Need to simplify to a real number

#### Victor Ivrii

• Elder Member
• Posts: 2563
• Karma: 0
##### FE-P6 Official
« Reply #5 on: December 20, 2018, 04:37:41 AM »
There is a single pole of $f(z)=\frac{1}{1+z^n}$ inside $\Gamma$, namely $z=e^{i\pi/n}$, which is a simple pole and the residue is $\frac{1}{(1+z^n)'}\bigr|_{z=e^{i\pi/n}}= \frac{1}{nz^{n-1}}\bigr|_{z=e^{i\pi/n}}=-\frac{1}{n}e^{i\pi/n}$.

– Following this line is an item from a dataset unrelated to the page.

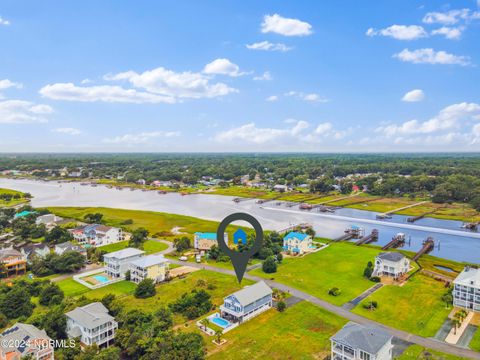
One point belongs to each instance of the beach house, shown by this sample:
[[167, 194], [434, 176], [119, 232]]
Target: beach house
[[393, 264], [92, 324], [297, 243], [247, 303], [117, 263], [359, 342], [466, 289], [153, 267]]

Therefore due to the residue theorem $I_R+J_R+K_R= -\frac{2}{n}\pi i \times e^{i\alpha/2}$, where $K_R$ is an integral over an arc and $J_R$ is an integral over the second straight segment.

Then
$$J_R=\int _{R}^0 \frac{e^{i\alpha}\,dt }{1+e^{in\alpha}t^n}=-e^{i\alpha}I_R$$
with $I_R=\int_0^R\frac{dx}{1+x^n}$.

On the other hand,
$$|K_R|=|\int_0^\alpha \frac{iRe^{it}\,dt}{1+e^{itn}R^n }|\le \frac{R}{R^n-1}\int_0^\alpha\, dt=\frac{\alpha R}{R^n-1}\to 0 \qquad\text{as }\ \ R\to \infty.$$

Then $(1-e^{i\alpha}) I =-\frac{2}{n}\pi i \times e^{i\alpha/2}$ and
\begin{align*}
I =& -\frac{2}{n}\pi i \times  \frac{e^{i\alpha/2}}{1-e^{i\pi \alpha}}=
&&-\frac{2}{n}\pi i \times  \frac{1}{e^{-i\alpha/2}-e^{i\pi \alpha/2}}=\\
&-\frac{2}{n}\pi i \times  \frac{1}{-2i\sin(\alpha/2)}=
&&\frac{\pi}{n\sin(\pi /n)}.
\end{align*}